While the study demonstrates significant potential, several limitations and practical challenges remain. Seamless adoption of the tool requires compatibility with existing electronic health record systems and dialysis machines, thus integration with existing clinical workflow might be difficult. This is especially true for hospitals that might not have as much funding, as an upgrade to a more current computational system might be needed.

Moreover, rigorous testing in clinical settings is essential to validate the model’s performance and assess its impact on patient outcomes. Training data for this IDH predictor also needs to be ensured that it is representative of CKD patients worldwide, ensuring that all races and genders are included. Clinical trial outcomes would give hospitals information to decide whether adopting this tool, which would be costly, is worth it.

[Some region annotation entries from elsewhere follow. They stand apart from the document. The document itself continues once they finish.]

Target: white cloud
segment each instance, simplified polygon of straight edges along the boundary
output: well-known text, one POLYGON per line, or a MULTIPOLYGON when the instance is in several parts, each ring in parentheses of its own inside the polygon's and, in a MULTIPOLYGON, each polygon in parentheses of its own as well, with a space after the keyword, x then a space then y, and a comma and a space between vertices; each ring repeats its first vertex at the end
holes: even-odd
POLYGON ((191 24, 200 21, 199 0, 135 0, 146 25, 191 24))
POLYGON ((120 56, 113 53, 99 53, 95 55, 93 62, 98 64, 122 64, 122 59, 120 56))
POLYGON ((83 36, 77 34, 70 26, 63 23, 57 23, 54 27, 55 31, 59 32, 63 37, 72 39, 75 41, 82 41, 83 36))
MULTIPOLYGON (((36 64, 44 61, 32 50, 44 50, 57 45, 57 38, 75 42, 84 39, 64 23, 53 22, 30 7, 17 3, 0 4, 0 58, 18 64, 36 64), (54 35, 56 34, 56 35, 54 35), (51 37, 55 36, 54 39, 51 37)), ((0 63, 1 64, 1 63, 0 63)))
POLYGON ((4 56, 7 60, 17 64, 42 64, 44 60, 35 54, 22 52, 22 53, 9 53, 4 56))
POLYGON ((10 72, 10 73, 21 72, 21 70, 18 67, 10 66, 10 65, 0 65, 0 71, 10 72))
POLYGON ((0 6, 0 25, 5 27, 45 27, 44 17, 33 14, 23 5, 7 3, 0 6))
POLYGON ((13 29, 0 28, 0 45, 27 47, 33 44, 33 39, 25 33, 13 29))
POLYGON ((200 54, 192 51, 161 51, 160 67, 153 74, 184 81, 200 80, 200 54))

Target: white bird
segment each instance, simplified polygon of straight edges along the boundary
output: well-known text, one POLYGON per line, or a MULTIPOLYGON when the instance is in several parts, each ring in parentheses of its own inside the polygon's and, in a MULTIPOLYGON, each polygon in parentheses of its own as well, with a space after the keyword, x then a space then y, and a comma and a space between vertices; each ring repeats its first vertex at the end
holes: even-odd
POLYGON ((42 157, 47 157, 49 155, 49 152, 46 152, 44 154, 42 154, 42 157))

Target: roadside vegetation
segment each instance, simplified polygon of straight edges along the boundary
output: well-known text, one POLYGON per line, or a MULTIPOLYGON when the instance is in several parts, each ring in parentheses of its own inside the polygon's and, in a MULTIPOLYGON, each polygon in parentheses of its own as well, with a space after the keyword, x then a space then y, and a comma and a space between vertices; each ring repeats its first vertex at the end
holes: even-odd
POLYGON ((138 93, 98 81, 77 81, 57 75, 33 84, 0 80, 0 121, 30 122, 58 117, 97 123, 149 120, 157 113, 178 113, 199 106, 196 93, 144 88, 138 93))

Furthermore, the study compared predictive machine learning models that only use pre-dialysis data with those utilizing both pre- and post-dialysis data, revealing that the latter tends to be more reliable. Thus, it is not an entirely fair comparison.  

Conclusion

The AI-based IDH predictor represents a major step forward in nephrology. By transforming complex datasets into actionable insights, it empowers clinicians to deliver safer and more effective care. The development of this tool highlights the transformative role of AI in healthcare—not as a replacement for clinicians, but rather as an invaluable ally in tackling intricate medical challenges that were previously lacking solutions.